4. The safety controller of claim 1, wherein the holding unit comprises a recess configured to receive the carrier element and the memory element.

5. The safety controller of claim 1, wherein the latching lug has spring tension and a bevelled tip, such that the mounting element automatically passes by the retaining element when the carrier element is introduced into the holding unit.

6. The safety controller of claim 5, wherein the mounting element automatically latches in a rest position, when the latching lug has passed by the retaining element.

7. The safety controller of claim 1, wherein the data storage medium further has a grip element to which the mounting element is moveably connected.

8. The safety controller of claim 7, wherein the grip element and the mounting element are integrally connected to one another.

9. The safety controller of claim 1, wherein the memory element is a trans-ponder configured for a non-contact data transfer.

10. The safety controller of claim 1, wherein the memory element is a memory card that partially protrudes from the carrier element.

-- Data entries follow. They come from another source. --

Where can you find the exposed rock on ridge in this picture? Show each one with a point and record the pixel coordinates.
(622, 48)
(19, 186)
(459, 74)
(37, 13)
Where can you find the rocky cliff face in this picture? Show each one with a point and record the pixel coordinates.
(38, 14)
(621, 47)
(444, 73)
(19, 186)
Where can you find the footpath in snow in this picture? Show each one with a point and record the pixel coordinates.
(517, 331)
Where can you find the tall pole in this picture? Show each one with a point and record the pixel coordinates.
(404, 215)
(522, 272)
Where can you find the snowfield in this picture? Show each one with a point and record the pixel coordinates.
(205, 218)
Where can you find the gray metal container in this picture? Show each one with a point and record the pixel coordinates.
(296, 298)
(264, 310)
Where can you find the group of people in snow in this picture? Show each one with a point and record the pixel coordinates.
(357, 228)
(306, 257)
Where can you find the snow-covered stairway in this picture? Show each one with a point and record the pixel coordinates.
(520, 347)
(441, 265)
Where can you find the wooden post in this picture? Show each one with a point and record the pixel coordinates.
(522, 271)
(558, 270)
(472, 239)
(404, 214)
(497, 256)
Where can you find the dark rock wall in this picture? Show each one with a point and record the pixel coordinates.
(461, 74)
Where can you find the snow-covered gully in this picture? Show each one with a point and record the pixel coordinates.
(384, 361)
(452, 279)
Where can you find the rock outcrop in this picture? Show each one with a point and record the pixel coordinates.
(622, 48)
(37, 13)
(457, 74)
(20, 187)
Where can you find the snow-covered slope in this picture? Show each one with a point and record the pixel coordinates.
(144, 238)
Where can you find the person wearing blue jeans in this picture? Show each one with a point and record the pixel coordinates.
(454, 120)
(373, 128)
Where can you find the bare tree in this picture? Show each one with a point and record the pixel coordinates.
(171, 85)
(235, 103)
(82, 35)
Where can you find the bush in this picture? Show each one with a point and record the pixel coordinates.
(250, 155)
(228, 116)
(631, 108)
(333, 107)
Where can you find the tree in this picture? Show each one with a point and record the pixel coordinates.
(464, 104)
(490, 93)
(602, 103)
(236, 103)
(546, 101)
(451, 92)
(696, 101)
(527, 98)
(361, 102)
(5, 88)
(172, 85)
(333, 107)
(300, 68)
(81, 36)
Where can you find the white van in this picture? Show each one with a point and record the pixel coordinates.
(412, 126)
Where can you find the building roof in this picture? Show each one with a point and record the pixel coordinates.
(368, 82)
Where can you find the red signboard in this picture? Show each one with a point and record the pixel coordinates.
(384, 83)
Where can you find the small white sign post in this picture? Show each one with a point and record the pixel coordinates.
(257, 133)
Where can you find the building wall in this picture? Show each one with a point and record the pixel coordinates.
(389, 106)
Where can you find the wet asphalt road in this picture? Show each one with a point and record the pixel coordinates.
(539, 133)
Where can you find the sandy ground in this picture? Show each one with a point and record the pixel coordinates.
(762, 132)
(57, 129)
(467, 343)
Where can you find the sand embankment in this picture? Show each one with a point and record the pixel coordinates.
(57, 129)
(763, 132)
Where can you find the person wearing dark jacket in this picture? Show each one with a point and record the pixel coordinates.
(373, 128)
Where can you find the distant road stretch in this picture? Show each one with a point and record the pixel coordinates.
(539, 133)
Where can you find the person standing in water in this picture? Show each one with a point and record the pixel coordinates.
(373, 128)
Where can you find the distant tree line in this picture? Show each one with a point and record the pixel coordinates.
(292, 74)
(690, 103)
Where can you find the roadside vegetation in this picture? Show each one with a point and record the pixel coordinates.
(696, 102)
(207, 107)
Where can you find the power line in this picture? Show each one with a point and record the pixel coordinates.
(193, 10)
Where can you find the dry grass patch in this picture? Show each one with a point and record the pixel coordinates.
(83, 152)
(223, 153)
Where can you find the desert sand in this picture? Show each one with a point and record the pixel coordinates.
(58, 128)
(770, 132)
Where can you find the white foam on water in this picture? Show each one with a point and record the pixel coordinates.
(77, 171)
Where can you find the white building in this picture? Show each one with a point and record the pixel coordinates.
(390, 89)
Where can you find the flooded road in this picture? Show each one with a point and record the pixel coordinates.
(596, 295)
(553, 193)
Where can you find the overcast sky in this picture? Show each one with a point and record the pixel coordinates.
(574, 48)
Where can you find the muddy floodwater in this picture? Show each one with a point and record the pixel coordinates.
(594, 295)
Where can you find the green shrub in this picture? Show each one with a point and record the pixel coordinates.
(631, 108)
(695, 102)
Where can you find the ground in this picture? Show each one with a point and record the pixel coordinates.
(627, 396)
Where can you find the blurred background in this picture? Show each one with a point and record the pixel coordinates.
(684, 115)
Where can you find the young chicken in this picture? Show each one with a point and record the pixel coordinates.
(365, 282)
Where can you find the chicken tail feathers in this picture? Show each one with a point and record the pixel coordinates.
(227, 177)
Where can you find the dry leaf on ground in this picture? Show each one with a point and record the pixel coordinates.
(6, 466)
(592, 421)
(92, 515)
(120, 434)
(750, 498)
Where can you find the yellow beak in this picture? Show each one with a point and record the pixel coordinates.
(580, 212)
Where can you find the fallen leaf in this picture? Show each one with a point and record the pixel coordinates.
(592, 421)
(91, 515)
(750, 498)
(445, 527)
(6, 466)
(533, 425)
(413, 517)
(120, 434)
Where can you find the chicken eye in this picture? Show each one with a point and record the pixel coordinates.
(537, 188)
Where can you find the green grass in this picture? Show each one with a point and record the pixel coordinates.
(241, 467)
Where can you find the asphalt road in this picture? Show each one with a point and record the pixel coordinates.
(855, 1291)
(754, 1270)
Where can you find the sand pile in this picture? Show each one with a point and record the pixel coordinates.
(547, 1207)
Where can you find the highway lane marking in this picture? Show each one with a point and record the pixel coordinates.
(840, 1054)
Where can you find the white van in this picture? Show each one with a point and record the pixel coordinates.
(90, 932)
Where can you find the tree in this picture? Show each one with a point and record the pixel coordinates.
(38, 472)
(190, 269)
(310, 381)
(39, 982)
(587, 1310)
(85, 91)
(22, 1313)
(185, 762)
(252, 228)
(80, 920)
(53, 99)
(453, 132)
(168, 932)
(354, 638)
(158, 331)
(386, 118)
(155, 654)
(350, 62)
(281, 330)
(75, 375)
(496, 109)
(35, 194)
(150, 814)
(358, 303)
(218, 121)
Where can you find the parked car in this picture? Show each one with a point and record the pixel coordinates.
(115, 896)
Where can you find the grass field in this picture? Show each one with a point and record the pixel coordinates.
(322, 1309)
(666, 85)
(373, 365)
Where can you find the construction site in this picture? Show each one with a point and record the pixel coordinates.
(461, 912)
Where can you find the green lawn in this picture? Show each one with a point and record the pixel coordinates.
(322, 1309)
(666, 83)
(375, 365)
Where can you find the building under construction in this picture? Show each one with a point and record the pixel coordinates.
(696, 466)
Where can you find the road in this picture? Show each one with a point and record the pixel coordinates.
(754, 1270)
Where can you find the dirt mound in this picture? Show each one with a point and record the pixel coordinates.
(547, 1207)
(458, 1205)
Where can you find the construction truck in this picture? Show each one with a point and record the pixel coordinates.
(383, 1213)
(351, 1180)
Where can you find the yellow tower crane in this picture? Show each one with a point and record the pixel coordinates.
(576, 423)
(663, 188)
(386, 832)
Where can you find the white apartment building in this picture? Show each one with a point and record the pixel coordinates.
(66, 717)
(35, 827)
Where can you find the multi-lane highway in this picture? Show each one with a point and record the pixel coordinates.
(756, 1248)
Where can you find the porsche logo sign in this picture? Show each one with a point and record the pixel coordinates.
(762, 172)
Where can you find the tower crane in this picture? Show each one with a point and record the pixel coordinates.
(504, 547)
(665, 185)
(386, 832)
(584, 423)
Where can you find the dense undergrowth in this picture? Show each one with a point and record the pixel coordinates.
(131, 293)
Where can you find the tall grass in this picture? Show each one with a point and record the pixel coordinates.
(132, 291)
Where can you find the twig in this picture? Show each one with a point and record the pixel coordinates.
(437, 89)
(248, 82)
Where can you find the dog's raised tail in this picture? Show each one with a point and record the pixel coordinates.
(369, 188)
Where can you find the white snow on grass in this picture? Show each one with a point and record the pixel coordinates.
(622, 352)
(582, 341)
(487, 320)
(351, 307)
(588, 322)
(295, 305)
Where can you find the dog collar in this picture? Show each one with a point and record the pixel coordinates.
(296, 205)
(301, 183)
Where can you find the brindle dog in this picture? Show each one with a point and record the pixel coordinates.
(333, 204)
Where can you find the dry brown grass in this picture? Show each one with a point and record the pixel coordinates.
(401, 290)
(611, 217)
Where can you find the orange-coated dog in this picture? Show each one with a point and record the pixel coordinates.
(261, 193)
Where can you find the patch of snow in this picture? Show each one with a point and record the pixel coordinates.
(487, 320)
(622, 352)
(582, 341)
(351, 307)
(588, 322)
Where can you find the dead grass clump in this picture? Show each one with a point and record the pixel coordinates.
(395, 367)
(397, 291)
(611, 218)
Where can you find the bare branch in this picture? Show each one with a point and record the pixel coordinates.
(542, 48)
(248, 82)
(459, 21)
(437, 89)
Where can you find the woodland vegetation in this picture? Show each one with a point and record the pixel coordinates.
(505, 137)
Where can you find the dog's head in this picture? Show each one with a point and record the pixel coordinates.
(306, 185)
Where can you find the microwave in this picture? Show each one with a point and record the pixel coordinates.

11. The safety controller of claim 10, wherein the memory card has a groove and the carrier element has a linear elevation engaging into the groove for realisably securing the memory card to the carrier element.

12. The safety controller of claim 1, wherein the data storage medium has two mounting elements arranged in mirror-like fashion to one another.

13. The safety controller of claim 1, wherein the data storage medium comprises two shell elements connected to each other in order to encompass the memory element.

14. A safety controller for controlling a hazardous machine, comprising:

two redundant processors for processing input signals from external sensors and for generating control signals for external actuators, said two redundant processors being connected to each other in order to monitor each other,

an input and output unit for receiving the input signals from said external sensors and for transmitting the control signals to the external actuators, said input and output unit being connected to said redundant processors,

a data storage medium having a carrier element which carries a memory element, and having at least one mounting element which is able to move relative to the carrier element,

a holding unit for detachably holding the data storage medium, the holding unit having at least two retaining elements arranged at a distance to one another, and

a data transfer unit configured to transfer data to and from the data storage medium, while said data storage medium is held by the holding unit,

wherein the mounting element is spring-biased in order to establish a force-fit connection when the mounting element is pushed between the at least two retaining elements and abuts against the retaining elements.

15. The safety controller of claim 14, wherein the mounting element is made of an elastic material.

16. The safety controller of claim 14, wherein the mounting element has an arcuate form.

17. The safety controller of claim 14, wherein the mounting element is moveably connected to the carrier element.

18. The safety controller of claim 14, wherein the mounting element is detachably connected to the carrier element.

19. The safety controller of claim 14, wherein the memory element stores data that define a characteristic of the controller system.

20. The safety controller of claim 14, wherein the data storage medium further has a grip element to which the carrier element is connected.